Hesabım
    Okul Tıraşı
    BEYAZPERDE ELEŞTİRİSİ
    4,0
    Çok İyi
    Okul Tıraşı

    Kaygan zeminde yaşananlar…

    Yazar: Banu Bozdemir

    Okul Tıraşı’nın fragmanını izledikten sonra sert, iddialı bir filmle karşılaşacağımızı biliyordum ve nispeten öyle oldu. Soğuğun her anını, yatakhane, duş alanı ve revirde hissettiğimiz filmde bürokrasinin kanatları altında neredeyse donma noktasına gelen, yatılı çocukların bir günü anlatılıyor. Okulun tasvir ediliş şekli bir kışla havasında, soğuk ve donuk. Etrafta çocukların yaşadığını anlatan tek şey çocukların izleyemediği kantindeki televizyonda oynayan çizgi film. Çocukların mutsuzluğu, suratlarına sinen ifadeyle birlikte her yerde karşımıza çıkıyor.

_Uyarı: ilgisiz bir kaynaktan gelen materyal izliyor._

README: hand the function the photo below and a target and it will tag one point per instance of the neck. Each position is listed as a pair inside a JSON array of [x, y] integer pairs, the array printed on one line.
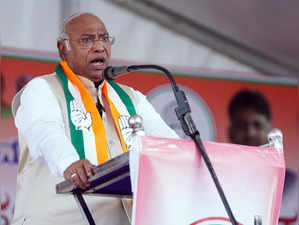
[[90, 87]]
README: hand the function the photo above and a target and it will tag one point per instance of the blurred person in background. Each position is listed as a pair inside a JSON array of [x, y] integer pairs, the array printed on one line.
[[250, 122]]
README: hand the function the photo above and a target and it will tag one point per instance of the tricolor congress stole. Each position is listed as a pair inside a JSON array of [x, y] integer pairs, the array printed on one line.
[[87, 130]]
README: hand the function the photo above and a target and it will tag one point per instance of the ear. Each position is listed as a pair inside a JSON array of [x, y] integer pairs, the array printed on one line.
[[61, 49]]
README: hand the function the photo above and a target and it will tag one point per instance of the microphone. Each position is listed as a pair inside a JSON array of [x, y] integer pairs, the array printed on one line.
[[111, 72]]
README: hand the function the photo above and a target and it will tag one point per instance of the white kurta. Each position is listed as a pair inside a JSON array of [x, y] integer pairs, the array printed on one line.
[[41, 122]]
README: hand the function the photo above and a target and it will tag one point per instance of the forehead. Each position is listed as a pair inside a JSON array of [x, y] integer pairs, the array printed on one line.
[[85, 24]]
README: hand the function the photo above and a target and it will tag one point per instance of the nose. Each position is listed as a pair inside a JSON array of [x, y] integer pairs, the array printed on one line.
[[98, 46]]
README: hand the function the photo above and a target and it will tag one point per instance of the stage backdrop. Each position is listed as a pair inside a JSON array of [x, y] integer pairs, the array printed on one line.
[[209, 93]]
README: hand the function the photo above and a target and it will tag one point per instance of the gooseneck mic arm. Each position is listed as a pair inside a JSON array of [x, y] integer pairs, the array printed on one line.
[[183, 113]]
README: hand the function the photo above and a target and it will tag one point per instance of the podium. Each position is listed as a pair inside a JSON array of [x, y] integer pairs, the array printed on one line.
[[111, 178], [171, 184]]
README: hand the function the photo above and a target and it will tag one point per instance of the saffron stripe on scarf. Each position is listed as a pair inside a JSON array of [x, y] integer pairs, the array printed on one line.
[[97, 123], [76, 135]]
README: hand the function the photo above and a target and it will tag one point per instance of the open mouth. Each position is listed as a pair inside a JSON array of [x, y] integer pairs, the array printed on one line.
[[98, 61]]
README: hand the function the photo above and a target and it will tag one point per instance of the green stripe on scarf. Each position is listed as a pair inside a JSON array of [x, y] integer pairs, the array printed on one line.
[[124, 97], [76, 135]]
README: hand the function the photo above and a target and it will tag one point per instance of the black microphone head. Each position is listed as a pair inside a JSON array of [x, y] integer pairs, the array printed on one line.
[[107, 73], [111, 72]]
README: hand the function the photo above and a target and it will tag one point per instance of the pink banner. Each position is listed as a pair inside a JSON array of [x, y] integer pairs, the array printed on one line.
[[175, 187]]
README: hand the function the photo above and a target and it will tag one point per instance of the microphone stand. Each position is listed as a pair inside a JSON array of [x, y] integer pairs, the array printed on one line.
[[183, 113]]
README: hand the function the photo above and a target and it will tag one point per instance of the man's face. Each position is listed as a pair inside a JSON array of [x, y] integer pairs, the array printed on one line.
[[87, 62], [249, 128]]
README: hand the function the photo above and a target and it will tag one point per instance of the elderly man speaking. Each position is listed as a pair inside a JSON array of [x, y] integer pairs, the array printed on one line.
[[70, 121]]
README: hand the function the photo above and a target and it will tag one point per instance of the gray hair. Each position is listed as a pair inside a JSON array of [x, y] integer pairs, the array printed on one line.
[[62, 31]]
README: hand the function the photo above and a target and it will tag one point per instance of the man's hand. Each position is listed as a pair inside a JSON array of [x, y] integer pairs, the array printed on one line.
[[79, 172]]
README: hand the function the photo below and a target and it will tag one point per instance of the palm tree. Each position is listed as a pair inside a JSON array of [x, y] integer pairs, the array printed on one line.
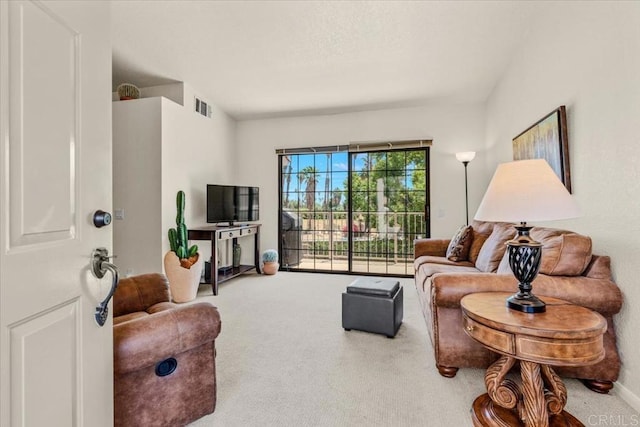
[[310, 176]]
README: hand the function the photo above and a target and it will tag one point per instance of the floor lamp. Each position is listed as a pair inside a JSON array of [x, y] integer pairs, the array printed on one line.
[[465, 157], [522, 191]]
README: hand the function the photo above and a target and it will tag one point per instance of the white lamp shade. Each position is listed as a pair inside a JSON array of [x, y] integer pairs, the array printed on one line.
[[526, 190], [466, 156]]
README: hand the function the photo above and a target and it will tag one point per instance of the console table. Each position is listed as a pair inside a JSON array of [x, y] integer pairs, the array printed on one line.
[[564, 335], [218, 234]]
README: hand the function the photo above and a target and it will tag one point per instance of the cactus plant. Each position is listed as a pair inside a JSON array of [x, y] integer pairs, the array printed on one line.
[[178, 241], [270, 255], [270, 261]]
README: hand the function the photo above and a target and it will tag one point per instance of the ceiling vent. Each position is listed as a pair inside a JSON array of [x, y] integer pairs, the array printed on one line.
[[202, 107]]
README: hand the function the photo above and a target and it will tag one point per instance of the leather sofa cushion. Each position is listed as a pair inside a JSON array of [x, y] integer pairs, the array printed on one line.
[[494, 247], [144, 341], [564, 253], [429, 269]]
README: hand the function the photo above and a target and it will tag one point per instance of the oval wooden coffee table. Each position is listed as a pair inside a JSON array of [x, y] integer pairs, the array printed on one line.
[[564, 335]]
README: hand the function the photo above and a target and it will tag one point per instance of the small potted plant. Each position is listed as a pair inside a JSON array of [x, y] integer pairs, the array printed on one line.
[[270, 261], [182, 264]]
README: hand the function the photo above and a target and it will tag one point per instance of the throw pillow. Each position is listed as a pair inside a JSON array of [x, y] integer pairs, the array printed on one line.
[[460, 244], [494, 247]]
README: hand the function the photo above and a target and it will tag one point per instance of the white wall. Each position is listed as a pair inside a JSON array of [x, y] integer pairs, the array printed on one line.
[[161, 147], [587, 56], [453, 128], [136, 185]]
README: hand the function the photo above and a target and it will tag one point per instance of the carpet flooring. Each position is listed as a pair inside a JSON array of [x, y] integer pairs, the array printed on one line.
[[283, 359]]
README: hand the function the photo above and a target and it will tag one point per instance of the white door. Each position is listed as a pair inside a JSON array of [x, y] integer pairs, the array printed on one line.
[[55, 171]]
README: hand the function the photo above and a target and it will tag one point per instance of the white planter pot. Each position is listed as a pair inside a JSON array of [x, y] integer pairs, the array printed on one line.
[[183, 282], [270, 268]]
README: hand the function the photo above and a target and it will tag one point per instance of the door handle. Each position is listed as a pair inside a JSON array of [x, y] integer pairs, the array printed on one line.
[[99, 267]]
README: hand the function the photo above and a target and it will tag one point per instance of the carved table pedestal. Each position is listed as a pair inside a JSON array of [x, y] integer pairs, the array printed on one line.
[[564, 335]]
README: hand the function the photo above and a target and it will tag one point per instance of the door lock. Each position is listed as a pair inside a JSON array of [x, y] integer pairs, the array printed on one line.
[[99, 267], [101, 218]]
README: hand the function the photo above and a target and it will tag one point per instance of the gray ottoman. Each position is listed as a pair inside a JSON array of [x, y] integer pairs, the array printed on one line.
[[373, 305]]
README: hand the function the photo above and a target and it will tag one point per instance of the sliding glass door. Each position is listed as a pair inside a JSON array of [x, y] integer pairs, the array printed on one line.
[[354, 212]]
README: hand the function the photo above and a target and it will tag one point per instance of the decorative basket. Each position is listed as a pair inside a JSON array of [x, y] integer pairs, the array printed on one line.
[[128, 91]]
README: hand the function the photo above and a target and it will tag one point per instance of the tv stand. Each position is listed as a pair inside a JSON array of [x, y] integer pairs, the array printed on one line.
[[218, 234]]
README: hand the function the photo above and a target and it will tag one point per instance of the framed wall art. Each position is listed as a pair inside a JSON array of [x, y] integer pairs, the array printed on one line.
[[547, 139]]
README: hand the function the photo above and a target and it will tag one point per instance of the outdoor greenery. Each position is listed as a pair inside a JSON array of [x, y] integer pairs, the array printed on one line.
[[388, 198]]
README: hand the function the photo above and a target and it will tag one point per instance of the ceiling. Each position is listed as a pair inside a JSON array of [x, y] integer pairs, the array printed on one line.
[[257, 59]]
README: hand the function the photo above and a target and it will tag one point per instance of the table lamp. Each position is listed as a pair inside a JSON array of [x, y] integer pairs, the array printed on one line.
[[521, 191]]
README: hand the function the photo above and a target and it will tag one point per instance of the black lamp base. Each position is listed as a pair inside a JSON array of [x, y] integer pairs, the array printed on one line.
[[531, 304], [524, 260]]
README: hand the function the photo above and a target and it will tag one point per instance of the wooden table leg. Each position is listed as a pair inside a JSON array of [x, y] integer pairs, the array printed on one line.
[[507, 404], [533, 410]]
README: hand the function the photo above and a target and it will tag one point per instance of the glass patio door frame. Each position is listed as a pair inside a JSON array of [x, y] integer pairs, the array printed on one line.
[[354, 236]]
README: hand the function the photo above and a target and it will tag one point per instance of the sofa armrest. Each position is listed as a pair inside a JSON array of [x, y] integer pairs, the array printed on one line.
[[148, 340], [138, 293], [599, 295], [434, 247]]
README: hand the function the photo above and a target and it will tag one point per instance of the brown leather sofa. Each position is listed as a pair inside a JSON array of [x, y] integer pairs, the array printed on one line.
[[164, 355], [568, 271]]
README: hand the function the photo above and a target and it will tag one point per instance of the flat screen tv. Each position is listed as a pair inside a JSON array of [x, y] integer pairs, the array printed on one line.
[[232, 203]]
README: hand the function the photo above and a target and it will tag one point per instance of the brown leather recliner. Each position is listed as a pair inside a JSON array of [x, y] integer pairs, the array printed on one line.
[[164, 355]]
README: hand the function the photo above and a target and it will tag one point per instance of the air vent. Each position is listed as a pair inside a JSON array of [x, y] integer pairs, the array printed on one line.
[[202, 107]]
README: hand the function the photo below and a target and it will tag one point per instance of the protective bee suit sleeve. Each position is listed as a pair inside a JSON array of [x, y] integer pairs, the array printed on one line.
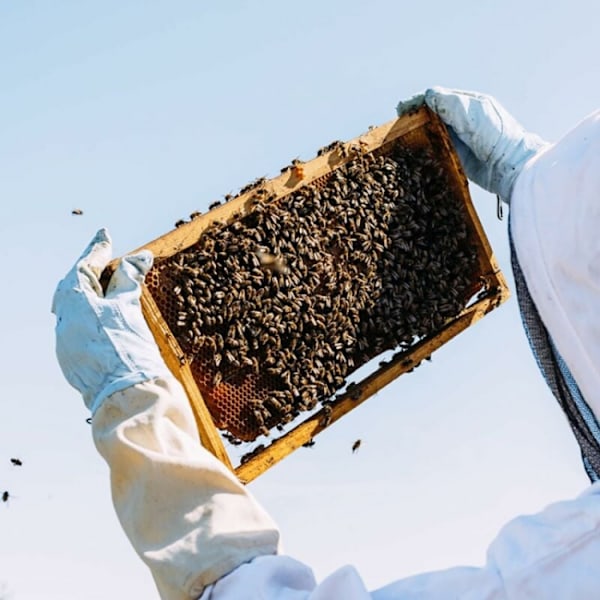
[[555, 219], [186, 515]]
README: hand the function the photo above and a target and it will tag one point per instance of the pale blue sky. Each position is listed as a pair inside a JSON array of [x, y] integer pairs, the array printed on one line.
[[141, 112]]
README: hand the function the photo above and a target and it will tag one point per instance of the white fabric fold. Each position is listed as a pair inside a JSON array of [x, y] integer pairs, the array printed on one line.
[[185, 513], [555, 223]]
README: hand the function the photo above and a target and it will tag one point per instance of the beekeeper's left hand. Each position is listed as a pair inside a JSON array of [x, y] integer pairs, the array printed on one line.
[[492, 145], [103, 343]]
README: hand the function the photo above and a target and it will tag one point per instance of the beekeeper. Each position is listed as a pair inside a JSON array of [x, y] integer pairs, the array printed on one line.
[[201, 532]]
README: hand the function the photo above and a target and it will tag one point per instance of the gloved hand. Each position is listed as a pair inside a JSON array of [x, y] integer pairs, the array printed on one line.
[[491, 144], [103, 343]]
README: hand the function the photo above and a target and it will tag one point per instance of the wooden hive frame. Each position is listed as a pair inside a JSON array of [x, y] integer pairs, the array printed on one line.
[[417, 129]]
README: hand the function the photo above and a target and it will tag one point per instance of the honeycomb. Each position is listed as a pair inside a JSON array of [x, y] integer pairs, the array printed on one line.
[[380, 254]]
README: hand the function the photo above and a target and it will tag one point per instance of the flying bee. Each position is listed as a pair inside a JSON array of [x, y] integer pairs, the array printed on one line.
[[325, 422]]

    Filmin tekin olmayan, imalar barındıran, sorular sorduran havası neredeyse film boyunca devam ediyor. Ailelerinden uzakta, sürekli öğretmenleri tarafından azarlanan, derin bir yalnızlık içinde oldukları belli olan ve dışarıdaki ayazdan dolayı neredeyse kaçacak yerleri bulunmayan bu yerde çözülmeler bir çocuğun hastalanmasıyla başlıyor. Öncesinde arkadaşı Yusuf’a korktuğunu ve beraber uyumalarının mümkün olup olmadığını soran Memo’yu, sonrasında öğretmeniyle yatakhaneye giriş yaparken görüyoruz. Maalesef ülkede yaşanan bazı deneyimler sonucu yatılı okullarda geçen hikayelerde taciz olgusunun izini sürüyoruz. Memo’nun başına gelenlerin, Yusuf’un içine gömülmesini sağlayan suskunluğunun arkasında devlet babanın şefkatli kolları yerine farklı izler arıyoruz.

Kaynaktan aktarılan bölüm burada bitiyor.